Owing the fact that there were few evidences suggest the safety of aspirin given in twin pregnancy from ART, the obstetricians in this study carried out different policies on aspirin use for twin pregnancies from ART randomly and thus made this observational study feasible. 100 mg/days given in first prenatal visit (10–16 gestational weeks) was set as the LDA group. All data on aspirin use were obtained from prenatal care records.

Outcome measures

The primary outcomes were the incidence of pregnancy complications which was categorized into (1) common complications during pregnancy, such as gestational age at delivery, hypertensive disorders of pregnancy, preeclampsia (PE), gestational diabetes (GDM), premature rupture of membranes (PROM), placenta accreta placenta, previa placental abruption, intrahepatic cholestasis of pregnancy (ICP), abnormal amniotic fluid, abnormal thyroid function, mode of delivery. And secondary outcomes were specific complication in twins included small for gestational age (SGA), selective intrauterine growth restriction (SIUGR), twin reverse arterial perfusion sequence sign (TRAP), twin-to-twin transfusion syndrome (TTTS), stillbirth and abortion. Clinical safety of aspirin was evaluated by the occurrence of postpartum hemorrhage, transfusion. Uterine artery embolization and transfer to ICU. The assessment of birth and birth-related characteristics included sex ratio, birth weight and transfer to NICU.

Definition

Hypertensive disorders of pregnancy including pregnancy with chronic hypertension, gestational hypertension, Preeclampsia, Eclampsia or HELLP syndrome were defined by blood pressure ≥ 140/90 mmHg associated with proteinuria (> 300 mg/day or not) after 20 weeks of gestational age. Blood pressure was measured by a mercury sphygmomanometer and urine samples were collected and tested by the clinical laboratory in hospital.
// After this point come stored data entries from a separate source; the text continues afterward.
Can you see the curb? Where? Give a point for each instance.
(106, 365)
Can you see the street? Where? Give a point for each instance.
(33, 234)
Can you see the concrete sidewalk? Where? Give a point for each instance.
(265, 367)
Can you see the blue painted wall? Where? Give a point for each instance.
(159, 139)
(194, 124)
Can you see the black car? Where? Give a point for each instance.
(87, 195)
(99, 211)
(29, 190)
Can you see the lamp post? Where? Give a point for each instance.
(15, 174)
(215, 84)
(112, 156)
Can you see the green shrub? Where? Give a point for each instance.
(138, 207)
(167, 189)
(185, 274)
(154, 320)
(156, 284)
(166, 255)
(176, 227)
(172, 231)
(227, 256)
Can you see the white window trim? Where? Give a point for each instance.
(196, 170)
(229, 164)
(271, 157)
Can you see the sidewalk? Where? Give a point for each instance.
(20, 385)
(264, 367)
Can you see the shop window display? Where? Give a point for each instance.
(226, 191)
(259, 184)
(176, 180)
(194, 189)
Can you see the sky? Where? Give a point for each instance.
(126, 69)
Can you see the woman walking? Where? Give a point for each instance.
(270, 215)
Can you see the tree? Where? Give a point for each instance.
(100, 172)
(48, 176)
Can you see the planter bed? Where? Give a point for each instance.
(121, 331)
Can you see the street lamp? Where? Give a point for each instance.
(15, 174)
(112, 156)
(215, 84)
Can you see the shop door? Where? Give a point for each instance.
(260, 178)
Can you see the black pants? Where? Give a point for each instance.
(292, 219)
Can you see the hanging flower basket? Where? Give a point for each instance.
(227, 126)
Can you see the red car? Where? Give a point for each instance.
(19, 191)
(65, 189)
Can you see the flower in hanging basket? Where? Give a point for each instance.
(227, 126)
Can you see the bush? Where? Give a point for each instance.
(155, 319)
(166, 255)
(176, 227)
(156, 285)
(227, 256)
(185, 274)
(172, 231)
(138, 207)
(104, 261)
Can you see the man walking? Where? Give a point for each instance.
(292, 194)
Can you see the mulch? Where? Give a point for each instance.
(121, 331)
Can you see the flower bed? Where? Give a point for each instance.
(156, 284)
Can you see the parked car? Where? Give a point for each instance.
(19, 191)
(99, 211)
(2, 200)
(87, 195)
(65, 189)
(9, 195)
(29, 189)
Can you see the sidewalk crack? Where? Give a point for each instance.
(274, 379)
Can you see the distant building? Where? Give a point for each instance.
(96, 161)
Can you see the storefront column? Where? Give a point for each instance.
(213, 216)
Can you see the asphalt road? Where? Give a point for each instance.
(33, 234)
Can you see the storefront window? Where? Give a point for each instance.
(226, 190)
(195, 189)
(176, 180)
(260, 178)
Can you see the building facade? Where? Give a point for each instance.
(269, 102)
When calculating the amount of bleeding, intraoperative blood loss was recorded by the container of suction apparatus, while postoperative bleeding volume was counted by weighting. Cesarean postpartum hemorrhage was defined as postoperative bleeding volume > 1000 ml in 24 h, as for vaginal postpartum hemorrhage, was > 500 ml in 24 h. All other complications and adverse pregnancy outcomes were defined following international obstetrical practice.

Statistical analysis

SPSS version 22.0 software (SPSS Inc., Chicago, USA) was used for all statistical analyses. We described as mean ± standard deviation if continuous variables were in accordance with a normal distribution and examined them by the T test. The correlation coefficient is calculated by chi-square test and Fisher exact test to illustrate the correlation between classified variables those were presented by percentage. P < 0.05 was considered statistically significant.